Through exploring the convergence of theories on population health management and of livable cities initiatives, two approaches are identified that emphasize the growing presence of non-traditional healthcare providers in providing healthcare services. Healthcare providers, civic leadership and non-traditional providers can work together to coordinate community health goals, providing more effective wellness opportunities and a reduction in healthcare costs.
For many years, placemaking trends and trendsetters have explored concepts with the goal of achieving livable cities. Simultaneously, healthcare systems have been exploring how to reach out to the communities they serve. Challenges include overcoming inequity in healthcare access, motivating populations to take steps towards healthy living, determining ROI on strategies, and achieving a reduction in healthcare costs. The drivers in the livable city concept stem from civic interest in attracting and retaining residents and businesses to fuel economic development.
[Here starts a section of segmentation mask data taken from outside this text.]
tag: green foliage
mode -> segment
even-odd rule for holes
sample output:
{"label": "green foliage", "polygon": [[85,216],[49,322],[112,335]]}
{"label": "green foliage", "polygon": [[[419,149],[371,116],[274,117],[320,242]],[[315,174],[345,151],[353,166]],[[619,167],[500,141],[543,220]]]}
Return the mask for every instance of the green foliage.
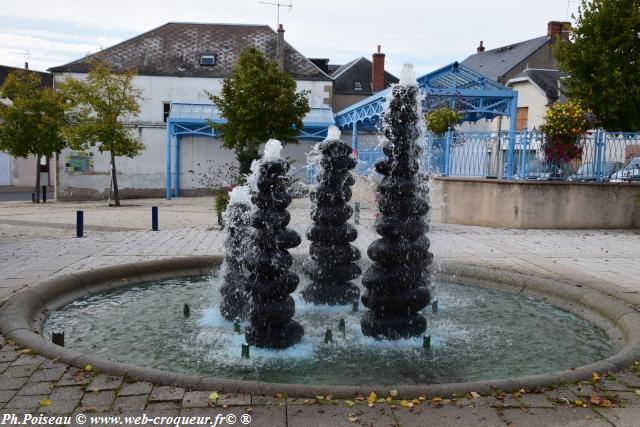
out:
{"label": "green foliage", "polygon": [[116,206],[120,206],[117,156],[135,157],[144,149],[127,121],[140,112],[142,92],[134,84],[135,71],[114,72],[100,58],[93,60],[84,80],[72,77],[60,84],[60,94],[69,105],[71,125],[65,135],[77,150],[97,147],[111,154],[111,178]]}
{"label": "green foliage", "polygon": [[581,0],[571,43],[556,44],[567,96],[610,131],[640,129],[639,34],[638,0]]}
{"label": "green foliage", "polygon": [[578,137],[589,130],[589,113],[579,103],[551,105],[540,130],[546,134],[544,154],[554,164],[569,162],[582,154]]}
{"label": "green foliage", "polygon": [[222,213],[227,210],[227,206],[229,206],[229,189],[220,188],[216,190],[214,197],[216,202],[216,213],[218,214],[218,224],[224,227]]}
{"label": "green foliage", "polygon": [[457,111],[443,107],[425,114],[424,120],[429,132],[442,135],[462,120],[462,116]]}
{"label": "green foliage", "polygon": [[95,59],[87,78],[68,77],[59,92],[71,106],[71,126],[66,135],[77,150],[96,147],[102,153],[135,157],[145,146],[125,121],[140,112],[141,91],[135,87],[132,70],[115,73],[109,64]]}
{"label": "green foliage", "polygon": [[51,157],[67,145],[62,134],[65,104],[40,83],[36,73],[16,71],[0,88],[0,98],[12,101],[0,106],[0,150],[14,157]]}
{"label": "green foliage", "polygon": [[220,96],[208,94],[224,124],[211,124],[220,132],[223,146],[233,149],[240,173],[250,172],[258,147],[270,138],[283,144],[297,143],[302,119],[309,112],[305,92],[296,92],[296,82],[267,61],[256,48],[245,49],[233,74],[224,79]]}

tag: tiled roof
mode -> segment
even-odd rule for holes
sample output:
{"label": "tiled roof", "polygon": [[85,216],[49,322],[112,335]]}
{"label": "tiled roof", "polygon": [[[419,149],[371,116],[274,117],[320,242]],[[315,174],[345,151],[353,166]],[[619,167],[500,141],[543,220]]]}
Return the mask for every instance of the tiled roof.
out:
{"label": "tiled roof", "polygon": [[[373,63],[365,57],[354,59],[335,70],[331,77],[334,79],[333,93],[348,93],[357,95],[371,95],[371,69]],[[389,72],[384,72],[384,87],[398,83],[398,78]],[[356,90],[356,82],[362,90]]]}
{"label": "tiled roof", "polygon": [[469,56],[462,64],[494,81],[498,81],[535,51],[550,43],[551,40],[550,37],[543,36],[498,49],[487,50]]}
{"label": "tiled roof", "polygon": [[[0,65],[0,86],[4,83],[9,73],[14,71],[25,71],[24,68],[8,67],[6,65]],[[30,73],[36,73],[42,79],[41,87],[53,87],[53,76],[50,73],[44,73],[42,71],[28,70]]]}
{"label": "tiled roof", "polygon": [[521,78],[529,78],[544,91],[547,98],[549,98],[549,101],[554,102],[557,101],[559,97],[558,79],[565,75],[566,73],[558,70],[539,70],[530,68],[518,74],[511,81]]}
{"label": "tiled roof", "polygon": [[[101,55],[116,70],[133,68],[141,75],[227,77],[245,48],[256,47],[272,59],[276,43],[276,32],[266,25],[170,22],[50,71],[86,73],[89,58]],[[216,64],[201,65],[202,55],[215,55]],[[296,79],[331,80],[286,42],[285,69]]]}

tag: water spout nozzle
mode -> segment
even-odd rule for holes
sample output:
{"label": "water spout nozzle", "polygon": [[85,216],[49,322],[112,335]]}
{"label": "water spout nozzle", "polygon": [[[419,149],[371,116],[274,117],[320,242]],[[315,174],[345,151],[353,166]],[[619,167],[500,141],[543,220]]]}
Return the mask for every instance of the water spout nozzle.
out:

The motivating factors for healthcare institutions involve responding to changes in healthcare reimbursement (moving from a service fee to a proactive care model). The goal is improved community health and preventing the development of costly chronic illnesses.
Providing community health is explored from three perspectives: the healthcare provider and how they can address changes in reimbursement; community leadership and how they can incorporate the growth of livable city concepts, and non-traditional healthcare providers entering the reimbursable healthcare market. Peripheral to this conversation are discussions on how communities can promote wellness in the urban habitat.